The present disclosure also relates to an apparatus for performing the operations herein. This apparatus may be specially constructed for the intended purposes, or it may include a computer selectively activated or reconfigured by a computer program stored in the computer. Such a computer program may be stored in a computer-readable storage medium, such as, but not limited to, any type of disk including floppy disks, optical disks, CD-ROMs, and magnetic-optical disks, read-only memories (ROMs), random access memories (RAMs), EPROMS, EEPROMs, magnetic or optical cards, or any type of media suitable for storing electronic instructions, each coupled to a computer system bus.
The algorithms and displays presented herein are not inherently related to any particular computer or other apparatus.
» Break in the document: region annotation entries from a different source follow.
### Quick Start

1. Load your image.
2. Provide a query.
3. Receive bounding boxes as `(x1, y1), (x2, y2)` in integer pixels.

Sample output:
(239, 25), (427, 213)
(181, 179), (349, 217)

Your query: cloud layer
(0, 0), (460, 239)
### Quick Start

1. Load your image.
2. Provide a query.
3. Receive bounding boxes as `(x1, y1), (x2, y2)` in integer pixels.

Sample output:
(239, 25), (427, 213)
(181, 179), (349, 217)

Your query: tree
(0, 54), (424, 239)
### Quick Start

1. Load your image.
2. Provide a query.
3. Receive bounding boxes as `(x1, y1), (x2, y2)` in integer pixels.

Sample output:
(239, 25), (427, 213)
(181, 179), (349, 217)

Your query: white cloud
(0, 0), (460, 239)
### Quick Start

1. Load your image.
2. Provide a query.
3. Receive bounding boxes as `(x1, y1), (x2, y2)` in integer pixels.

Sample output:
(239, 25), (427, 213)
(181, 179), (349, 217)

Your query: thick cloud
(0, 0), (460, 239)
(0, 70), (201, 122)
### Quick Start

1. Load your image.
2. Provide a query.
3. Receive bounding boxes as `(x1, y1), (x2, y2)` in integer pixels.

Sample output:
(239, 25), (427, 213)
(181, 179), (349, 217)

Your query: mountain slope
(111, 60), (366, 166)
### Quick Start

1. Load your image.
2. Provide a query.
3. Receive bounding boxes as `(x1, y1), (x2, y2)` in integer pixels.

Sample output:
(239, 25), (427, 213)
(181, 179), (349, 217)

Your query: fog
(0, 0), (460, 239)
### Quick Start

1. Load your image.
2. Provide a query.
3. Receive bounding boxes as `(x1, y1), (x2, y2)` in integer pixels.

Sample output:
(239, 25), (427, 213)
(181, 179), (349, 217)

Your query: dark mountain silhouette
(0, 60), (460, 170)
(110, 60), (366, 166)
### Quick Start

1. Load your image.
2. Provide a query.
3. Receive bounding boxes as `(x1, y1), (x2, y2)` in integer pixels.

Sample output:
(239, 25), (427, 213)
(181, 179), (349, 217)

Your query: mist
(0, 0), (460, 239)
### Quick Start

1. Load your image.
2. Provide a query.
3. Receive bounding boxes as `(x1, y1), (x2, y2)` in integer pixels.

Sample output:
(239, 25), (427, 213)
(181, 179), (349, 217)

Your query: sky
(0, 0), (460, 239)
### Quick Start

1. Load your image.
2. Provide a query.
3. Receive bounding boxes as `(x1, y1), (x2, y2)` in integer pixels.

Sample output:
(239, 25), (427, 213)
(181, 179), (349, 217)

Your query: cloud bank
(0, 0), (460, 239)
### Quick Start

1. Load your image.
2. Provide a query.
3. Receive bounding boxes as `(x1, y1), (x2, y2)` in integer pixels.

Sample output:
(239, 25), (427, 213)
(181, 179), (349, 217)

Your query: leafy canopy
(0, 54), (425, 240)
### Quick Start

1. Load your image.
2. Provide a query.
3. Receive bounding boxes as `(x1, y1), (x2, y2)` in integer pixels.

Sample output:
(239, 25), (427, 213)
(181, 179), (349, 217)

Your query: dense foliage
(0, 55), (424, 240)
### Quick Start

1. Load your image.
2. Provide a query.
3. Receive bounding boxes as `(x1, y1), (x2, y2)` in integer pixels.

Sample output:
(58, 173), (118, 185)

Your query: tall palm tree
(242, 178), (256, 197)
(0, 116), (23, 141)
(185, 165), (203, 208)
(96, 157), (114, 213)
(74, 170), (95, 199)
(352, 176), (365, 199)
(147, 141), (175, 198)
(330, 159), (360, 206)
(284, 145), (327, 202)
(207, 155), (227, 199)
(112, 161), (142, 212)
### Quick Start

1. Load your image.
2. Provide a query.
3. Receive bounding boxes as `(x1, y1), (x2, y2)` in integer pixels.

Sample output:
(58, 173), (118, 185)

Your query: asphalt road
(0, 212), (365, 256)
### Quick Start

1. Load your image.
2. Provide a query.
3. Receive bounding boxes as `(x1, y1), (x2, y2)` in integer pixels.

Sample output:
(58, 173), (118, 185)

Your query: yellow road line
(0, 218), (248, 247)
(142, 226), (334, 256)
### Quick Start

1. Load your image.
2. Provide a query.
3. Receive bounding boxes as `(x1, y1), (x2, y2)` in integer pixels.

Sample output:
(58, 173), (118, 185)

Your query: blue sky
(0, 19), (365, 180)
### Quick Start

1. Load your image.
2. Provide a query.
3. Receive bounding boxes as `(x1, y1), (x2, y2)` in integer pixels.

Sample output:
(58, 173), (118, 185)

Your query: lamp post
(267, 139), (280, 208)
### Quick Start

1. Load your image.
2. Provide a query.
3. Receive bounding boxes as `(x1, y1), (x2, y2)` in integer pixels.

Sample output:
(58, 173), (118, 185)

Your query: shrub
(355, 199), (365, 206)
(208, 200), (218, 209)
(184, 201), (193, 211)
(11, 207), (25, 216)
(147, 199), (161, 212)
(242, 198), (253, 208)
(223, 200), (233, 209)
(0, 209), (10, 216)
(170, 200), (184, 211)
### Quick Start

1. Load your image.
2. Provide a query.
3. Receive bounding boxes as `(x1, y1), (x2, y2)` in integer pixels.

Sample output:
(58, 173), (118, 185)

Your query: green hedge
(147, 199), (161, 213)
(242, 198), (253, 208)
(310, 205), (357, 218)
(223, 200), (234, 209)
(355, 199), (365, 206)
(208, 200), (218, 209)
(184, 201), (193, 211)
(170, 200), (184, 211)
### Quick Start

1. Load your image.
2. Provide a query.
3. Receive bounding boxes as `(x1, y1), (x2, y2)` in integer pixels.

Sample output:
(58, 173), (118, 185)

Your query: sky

Various other systems may be used with programs in accordance with the teachings herein, or it may prove convenient to construct a more specialized apparatus to perform a similar sequence of procedures. In addition, the present disclosure is not described with reference to any particular programming language, and any one in use in such computer systems may be used to implement the teachings of the disclosure as described herein.
The present disclosure may be provided as a computer program product, or software, that may include a non-transitory computer-readable storage medium (CRM) having stored thereon instructions, which may be used to program a computer system (or other electronic devices) to perform a process according to the present disclosure. A CRM includes any mechanism for storing information in a form readable by a machine (e.g., a computer). For example, a CRM includes a machine (e.g., a computer) readable storage medium such as read-only memory (“ROM”), random-access memory (“RAM”), magnetic disk storage media, optical storage media, flash memory devices, etc.
In the foregoing disclosure, implementations of the disclosure have been described with reference to specific example implementations thereof. It will be evident that various modifications may be made thereto without departing from the broader spirit and scope of implementations of the disclosure as set forth in the following claims. Where the disclosure refers to some elements in the singular tense, more than one element may be depicted in the figures and like elements are labeled with like numerals. The disclosure and drawings are, accordingly, to be regarded in an illustrative sense rather than a restrictive sense.